ただ、それとは別に、現地で起きていることや実際の光景、映像などを自分自身の目で見た上で出力された感想や意見よりも、見ていない意見や偏見の方が勝ってしまう風潮…。
そんなことを現地で感じる事象に、私は幾つも出くわしてきた。
今回の無配信は、現地で見てる人の感想が必然的に優先される状況が出来た事で、所謂"いっちょかみ"やアンチが立ち入れず、【見てないけど結果だけでアレコレ言う】みたいな意見も締め出してることに繋がっているのだと私は感じた。
この状況はあくまで無配信による副産物的なものであって、GLEATが意図して仕掛けたとは私自身思わない。
寧ろ、無料配信etcで気軽に見れる状況の方が、知らない人にも知ってもられるキッカケは無配信より確実に増えると思う。
ただ、PPVや無配信という手法は、【感想を言っている側が、対象を見ているか・見ていないか】という現実を白日の下に曝してしまう利点も、今回の件で少なからずあると私は感じたのだ。
その点で個人的に印象に残っているのが、LIDET UWFルールで行われた『橋本千紘&稲葉あずさvs稲葉ともか&ブランカ真帆』だ。
この試合は全員素晴らしかったのだけど、キャリア5年に満たない選手も多い中で、1人だけ10年近いキャリアを有する橋本千紘の強さが試合中は終始突出していた。
その内容で感想をツイートしたところ、「橋本さんの方がキャリアあるのですから仕方ない。

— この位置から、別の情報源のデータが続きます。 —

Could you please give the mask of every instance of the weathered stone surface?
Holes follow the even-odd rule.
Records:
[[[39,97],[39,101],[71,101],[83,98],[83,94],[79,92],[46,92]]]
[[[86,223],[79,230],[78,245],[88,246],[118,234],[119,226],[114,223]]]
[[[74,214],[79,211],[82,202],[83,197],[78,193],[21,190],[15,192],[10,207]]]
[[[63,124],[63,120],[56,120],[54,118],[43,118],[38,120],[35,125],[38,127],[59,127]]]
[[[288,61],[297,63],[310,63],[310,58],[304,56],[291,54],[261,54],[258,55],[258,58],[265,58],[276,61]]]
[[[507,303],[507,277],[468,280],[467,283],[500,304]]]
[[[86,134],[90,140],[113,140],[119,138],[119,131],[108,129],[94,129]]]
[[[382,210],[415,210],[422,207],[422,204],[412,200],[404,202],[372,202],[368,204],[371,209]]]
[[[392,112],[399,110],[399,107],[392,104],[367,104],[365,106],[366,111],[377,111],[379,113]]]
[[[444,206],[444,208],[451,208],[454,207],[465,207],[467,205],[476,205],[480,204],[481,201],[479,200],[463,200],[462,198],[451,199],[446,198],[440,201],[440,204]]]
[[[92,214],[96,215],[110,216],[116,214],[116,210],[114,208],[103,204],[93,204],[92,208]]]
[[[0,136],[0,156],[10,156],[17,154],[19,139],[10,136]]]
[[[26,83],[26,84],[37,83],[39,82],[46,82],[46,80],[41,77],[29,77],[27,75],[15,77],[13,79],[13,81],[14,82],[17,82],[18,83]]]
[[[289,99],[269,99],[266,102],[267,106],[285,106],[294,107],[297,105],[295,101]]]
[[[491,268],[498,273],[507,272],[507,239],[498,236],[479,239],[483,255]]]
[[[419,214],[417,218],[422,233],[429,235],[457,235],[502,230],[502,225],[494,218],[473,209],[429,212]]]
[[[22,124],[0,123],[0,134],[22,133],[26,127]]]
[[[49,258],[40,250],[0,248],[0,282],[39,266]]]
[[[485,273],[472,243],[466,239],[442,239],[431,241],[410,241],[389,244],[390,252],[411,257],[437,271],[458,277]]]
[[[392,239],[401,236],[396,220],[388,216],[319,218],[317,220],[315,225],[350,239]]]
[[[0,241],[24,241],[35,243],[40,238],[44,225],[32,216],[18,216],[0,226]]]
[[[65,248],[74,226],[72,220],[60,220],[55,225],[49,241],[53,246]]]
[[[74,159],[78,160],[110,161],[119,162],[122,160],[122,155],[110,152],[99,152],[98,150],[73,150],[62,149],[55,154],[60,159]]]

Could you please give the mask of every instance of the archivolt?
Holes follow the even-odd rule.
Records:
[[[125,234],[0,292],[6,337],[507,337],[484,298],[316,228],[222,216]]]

ブランカさんはキャリア1年未満ですよ?」というリプライが来た。
勿論、キャリアの年数とかだけで見たら、そう思われるのも致し方ないのだろう。
でも、試合を見ていた側からすると、選手の実力不足とか橋本への不満とかでは決して無くて、寧ろ「1人だけ突出してる人をぶち込んだ」ような、マッチメイクにおけるパワーバランスの偏りが非常に気になったのだ。
(偶然、私以外にも現地で見た方から、「1人だけ強すぎたように見える」ことを指摘した例を見かけた)
この辺りの事は実際に見ていないと感じられない箇所のような気がしたし、何より、その指摘でブランカが1年未満のキャリアという事実に私は驚かされたくらいだ。
実際に目で見ないと分からない・見誤ってしまう箇所や指摘なんて、幾らでもある…。
まとめ
GLEATの無配信ハウスショーは、私にとって幾つかの示唆を与えてくれた。
無配信の環境がスタンダードに戻ること自体、今後考えにくい部分ではあるけれど、配信で見れる時代だからこそ現地の臨場感や興奮にフォーカスした今大会は、「事件は現場で起きている」ことを強く実感させるものであった。
本記事の冒頭で紹介している、現場・現物・現実を重視した『三現主義』の考え方は、最近私が某資格勉強中に出てきたものだ。
これは管理における考え方の一つになるから、趣味に当てはめようとすると性質が変わりそうな気はする。
だけど、実際に見ないと分からないことなんて結構多いものだからこそ、この考え方は今の私には刺さった。
ただ、他の選手も言うように、「行けなかった事が悪い」という訳では決して無い。
寧ろ、「行けなかった分のパワーを次に全力で放出しよう!」、「生観戦は良いぞ!」という、ポジティブなメッセージと共に伝えられる生観戦の醍醐味。
数字とか結果とか印象とか偏見ではなく、自分の目で見て判断して楽しむことの大切さを、今回の無配信興行は私に改めて教えてくれた。
話は少し反れてしまうけれど、過去に私が行ったイベントの感想を書いたら、「なんでそのイベントに行ったのよ(笑)。ポスター見れば、どういうイベントか分かるじゃん(笑)」と、大会を見てもいない人から面と向かって直接馬鹿にされたことがあった。
この時、「何で、見てる人の意見が、見てない人から馬鹿にされるんだろう」という虚しさを私は感じたものだ。
私は「見てる人がエラい」というマウントにも似た気持ちを誇示したり、見てる人の意見が必ず正しいなんて事を主張したいわけでもない。
私がこの記事で言いたいのは、主に2つある。
だから、この記事は私にとって、ある種の誓いを込めた何かでもある。